As the Occupy movements in Oakland, Boston, New York and throughout the rest of the county stretch on well past the 2nd month, officials in each city are starting to lose patience, realizing that the American Occupy movement is not going to just go away.
The first sign that times are turning darker for the Occupy movement was when Mayor Jean Quan decided to initiate a massive police force movement to take down the tent city that has sprouted up in Frank Ogawa Plaza.
Police had already raided the encampment back on October 25th, injuring numerous protestors and at one point even severely injuring an Iraq War veteran.
On November 14th, the Mayor and the City Council initiated what essentially amounted to a provocation of violence, as they moved in at 5 a.m. to dismantle tents and arrest protesters.
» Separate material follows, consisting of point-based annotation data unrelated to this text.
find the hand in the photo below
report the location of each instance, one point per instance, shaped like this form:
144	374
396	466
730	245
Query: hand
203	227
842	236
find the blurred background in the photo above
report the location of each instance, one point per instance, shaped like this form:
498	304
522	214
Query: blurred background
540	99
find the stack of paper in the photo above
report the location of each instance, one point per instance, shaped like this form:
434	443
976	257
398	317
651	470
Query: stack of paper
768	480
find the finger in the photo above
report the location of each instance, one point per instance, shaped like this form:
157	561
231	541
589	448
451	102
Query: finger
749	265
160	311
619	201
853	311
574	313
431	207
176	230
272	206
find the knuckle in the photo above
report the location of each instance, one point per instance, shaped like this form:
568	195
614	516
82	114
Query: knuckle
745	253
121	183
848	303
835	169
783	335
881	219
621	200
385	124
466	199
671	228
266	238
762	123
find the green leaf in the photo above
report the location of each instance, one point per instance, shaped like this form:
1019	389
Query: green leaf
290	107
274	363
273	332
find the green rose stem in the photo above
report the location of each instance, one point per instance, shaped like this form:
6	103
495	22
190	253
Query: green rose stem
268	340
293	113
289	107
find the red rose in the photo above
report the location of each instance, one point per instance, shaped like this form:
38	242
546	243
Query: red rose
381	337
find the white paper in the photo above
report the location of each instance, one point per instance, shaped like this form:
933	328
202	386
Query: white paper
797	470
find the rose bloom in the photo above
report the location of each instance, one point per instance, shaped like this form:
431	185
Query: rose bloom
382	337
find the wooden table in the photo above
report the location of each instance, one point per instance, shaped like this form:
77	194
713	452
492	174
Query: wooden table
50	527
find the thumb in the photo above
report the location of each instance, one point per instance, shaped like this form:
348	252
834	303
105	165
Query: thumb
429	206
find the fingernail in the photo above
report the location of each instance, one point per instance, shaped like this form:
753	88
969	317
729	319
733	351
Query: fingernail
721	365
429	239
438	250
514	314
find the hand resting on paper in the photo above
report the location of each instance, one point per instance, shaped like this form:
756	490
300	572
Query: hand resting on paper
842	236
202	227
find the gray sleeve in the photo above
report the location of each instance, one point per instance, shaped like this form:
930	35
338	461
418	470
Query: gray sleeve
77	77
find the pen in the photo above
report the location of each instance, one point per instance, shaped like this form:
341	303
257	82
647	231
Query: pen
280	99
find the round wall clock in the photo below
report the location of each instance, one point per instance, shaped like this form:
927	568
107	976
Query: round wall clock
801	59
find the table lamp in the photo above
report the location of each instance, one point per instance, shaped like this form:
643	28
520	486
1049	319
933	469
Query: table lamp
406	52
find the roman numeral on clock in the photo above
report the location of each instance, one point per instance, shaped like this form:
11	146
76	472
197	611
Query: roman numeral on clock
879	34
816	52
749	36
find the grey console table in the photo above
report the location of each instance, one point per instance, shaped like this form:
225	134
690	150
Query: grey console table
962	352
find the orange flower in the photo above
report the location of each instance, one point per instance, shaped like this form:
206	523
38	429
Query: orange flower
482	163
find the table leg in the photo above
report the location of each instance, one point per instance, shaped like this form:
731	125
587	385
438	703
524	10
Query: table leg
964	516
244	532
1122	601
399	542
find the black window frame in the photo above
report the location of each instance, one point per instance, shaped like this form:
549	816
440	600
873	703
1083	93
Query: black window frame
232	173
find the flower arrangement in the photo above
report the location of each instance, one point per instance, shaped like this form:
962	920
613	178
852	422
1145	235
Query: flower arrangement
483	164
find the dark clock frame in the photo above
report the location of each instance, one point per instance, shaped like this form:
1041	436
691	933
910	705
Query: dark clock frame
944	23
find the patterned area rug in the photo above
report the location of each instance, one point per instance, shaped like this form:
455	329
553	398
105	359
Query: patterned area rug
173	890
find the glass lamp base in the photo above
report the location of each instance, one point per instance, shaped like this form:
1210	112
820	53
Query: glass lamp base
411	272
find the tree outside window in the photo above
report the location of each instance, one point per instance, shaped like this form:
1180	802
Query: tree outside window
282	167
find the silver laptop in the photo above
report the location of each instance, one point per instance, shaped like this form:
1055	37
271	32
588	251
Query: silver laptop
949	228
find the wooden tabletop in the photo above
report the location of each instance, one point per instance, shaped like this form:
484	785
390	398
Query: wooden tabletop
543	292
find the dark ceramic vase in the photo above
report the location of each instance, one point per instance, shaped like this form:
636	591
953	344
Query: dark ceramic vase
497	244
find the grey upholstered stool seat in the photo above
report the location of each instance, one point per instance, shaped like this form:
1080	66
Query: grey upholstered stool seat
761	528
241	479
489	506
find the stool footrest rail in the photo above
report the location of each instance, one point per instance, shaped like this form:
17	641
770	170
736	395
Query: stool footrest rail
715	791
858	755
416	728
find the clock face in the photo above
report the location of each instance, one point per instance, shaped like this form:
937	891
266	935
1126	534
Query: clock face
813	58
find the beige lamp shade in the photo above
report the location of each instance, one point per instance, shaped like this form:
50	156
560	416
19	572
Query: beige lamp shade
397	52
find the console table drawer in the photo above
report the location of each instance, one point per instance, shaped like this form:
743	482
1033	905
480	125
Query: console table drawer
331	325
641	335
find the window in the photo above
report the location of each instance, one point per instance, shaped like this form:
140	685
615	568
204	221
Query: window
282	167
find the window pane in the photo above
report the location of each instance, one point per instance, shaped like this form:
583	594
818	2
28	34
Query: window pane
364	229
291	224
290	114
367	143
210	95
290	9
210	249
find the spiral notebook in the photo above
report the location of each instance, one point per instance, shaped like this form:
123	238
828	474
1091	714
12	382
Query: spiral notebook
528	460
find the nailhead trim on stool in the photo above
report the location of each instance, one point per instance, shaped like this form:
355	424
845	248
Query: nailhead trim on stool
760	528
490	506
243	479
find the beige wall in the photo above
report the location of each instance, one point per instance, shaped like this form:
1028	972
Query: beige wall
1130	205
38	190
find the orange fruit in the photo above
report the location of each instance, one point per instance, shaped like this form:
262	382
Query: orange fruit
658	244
Prior to the raid, protesters had decided to fill up the intersection of Broadway and 14th Street in preparation. Many of the protesters had even packed up their tents in preparation for the raid.
U.S. Mayors Turn Up the Heat
This action marks the second time Mayor Jean Quan provoked protesters, and it marks a movement by other city Mayors that appears to be spreading across the country, as officials test the water to see how far they can push Americans of the Occupy Movement before protesters decide to start pushing back.
Two members of Mayor Quan’s staff resigned due to her decision – her friend and legal adviser Dan Siegel, and Deputy Mayor Sharon Cornu also resigned a few hours later.
Both stated that they were resigning due to Quan’s mishandling of the Occupy Movement.
Seigel told his Twitter followers that he had resigned in protest of the police action, and that the Mayor should, “Support Occupy Oakland, not the 1% and its government facilitators.”
That isn’t a drug-dealer or “pimp” talking – which is how many media outlets attempt to portray members the Occupy Movement.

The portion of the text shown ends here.